Build botnet detectors using machine learning algorithms in Python [Tutorial]
Botnets are connected computers that perform a number of repetitive tasks to keep websites going. Connected devices play an important role in modern life. From smart home appliances, computers, coffee machines, and cameras, to connected cars, this huge shift in our lifestyles has made our lives easier. Unfortunately, these exposed devices could be easily targeted by attackers and cybercriminals who could use them later to enable larger-scale attacks. Security vendors provide many solutions and products to defend against botnets, but in this tutorial, we are going to learn how to build novel botnet detection systems with Python and machine learning techniques.
You will find all the code discussed, in addition to some other useful scripts, in the following repository: https://github.com/PacktPublishing/Mastering-Machine-Learning-for-Penetration-Testing/tree/master/Chapter05
This article is an excerpt from a book written by Chiheb Chebbi titled Mastering Machine Learning for Penetration Testing
We are going to learn how to build different botnet detection systems with many machine learning algorithms. As a start to a first practical lab, let’s start by building a machine learning-based botnet detector using different classifiers. By now, I hope you have acquired a clear understanding about the major steps of building machine learning systems. So, I believe that you already know that, as a first step, we need to look for a dataset.
Many educational institutions and organizations are given a set of collected datasets from internal laboratories. One of the most well known botnet datasets is called the CTU-13 dataset. It is a labeled dataset with botnet, normal, and background traffic delivered by CTU University, Czech Republic. During their work, they tried to capture real botnet traffic mixed with normal traffic and background traffic. To download the dataset and check out more information about it, you can visit the following link: https://mcfp.weebly.com/the-ctu-13-dataset-a-labeled-dataset-with-botnet-normal-and-background-traffic.html.

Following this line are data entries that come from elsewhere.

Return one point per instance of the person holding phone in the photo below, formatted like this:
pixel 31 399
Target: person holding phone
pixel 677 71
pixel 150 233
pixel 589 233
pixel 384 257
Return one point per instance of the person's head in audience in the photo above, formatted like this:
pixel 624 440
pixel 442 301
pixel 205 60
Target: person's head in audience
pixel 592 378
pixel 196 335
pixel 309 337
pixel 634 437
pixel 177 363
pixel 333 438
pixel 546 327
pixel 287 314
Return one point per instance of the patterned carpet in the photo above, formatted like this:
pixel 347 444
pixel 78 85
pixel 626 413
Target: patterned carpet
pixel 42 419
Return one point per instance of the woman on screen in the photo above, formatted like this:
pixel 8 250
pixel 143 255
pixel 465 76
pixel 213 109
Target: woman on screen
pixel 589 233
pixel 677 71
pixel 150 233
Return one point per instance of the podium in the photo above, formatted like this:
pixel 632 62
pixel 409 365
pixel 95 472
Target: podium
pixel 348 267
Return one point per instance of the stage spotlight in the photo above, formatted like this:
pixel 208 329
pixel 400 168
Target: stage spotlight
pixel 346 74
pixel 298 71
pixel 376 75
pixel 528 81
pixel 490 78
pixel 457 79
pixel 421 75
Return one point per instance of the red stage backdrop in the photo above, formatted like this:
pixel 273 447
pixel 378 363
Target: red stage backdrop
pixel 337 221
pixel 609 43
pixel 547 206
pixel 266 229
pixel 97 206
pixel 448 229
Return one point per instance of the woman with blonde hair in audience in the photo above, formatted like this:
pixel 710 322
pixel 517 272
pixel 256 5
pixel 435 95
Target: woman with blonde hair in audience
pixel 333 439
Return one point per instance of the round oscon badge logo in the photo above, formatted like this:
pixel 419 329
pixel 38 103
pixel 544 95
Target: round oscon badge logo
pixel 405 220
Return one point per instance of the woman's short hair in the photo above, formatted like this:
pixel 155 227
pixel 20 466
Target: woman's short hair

The dataset is bidirectional NetFlow files. But what are bidirectional NetFlow files? Netflow is an internet protocol developed by Cisco. The goal of this protocol is to collect IP traffic information and monitor network traffic in order to have a clearer view about the network traffic flow. The main components of a NetFlow architecture are a NetFlow Exporter, a Netflow collector, and a Flow Storage. The following diagram illustrates the different components of a NetFlow infrastructure:
When it comes to NetFlow generally, when host A sends an information to host B and from host B to host A as a reply, the operation is named unidirectional NetFlow. The sending and the reply are considered different operations. In bidirectional NetFlow, we consider the flows from host A and host B as one flow. Let’s download the dataset by using the following command:
$ wget --no-check-certificate https://mcfp.felk.cvut.cz/publicDatasets/CTU-13-Dataset/CTU-13-Dataset.tar.bz2
Extract the downloaded tar.bz2 file by using the following command:
# tar xvjf CTU-13-Dataset.tar.bz2
The file contains all the datasets, with the different scenarios. For the demonstration, we are going to use dataset 8 (scenario 8). You can select any scenario or you can use your own collected data, or any other .binetflow files delivered by other institutions:
Load the data using pandas as usual:
>>> import pandas as pd >>> data = pd.read_csv("capture20110816-3.binetflow") >>> data['Label'] = data.Label.str.contains("Botnet")
Exploring the data is essential in any data-centric project. For example, you can start by checking the names of the features or the columns:
>> data.columns
The command results in the columns of the dataset: StartTime, Dur, Proto, SrcAddr, Sport, Dir, DstAddr, Dport, State, sTos, dTos, TotPkts, TotBytes, SrcBytes, and Label. The columns represent the features used in the dataset; for example, Dur represents duration, Sport represents the source port, and so on. You can find the full list of features in the chapter’s GitHub repository.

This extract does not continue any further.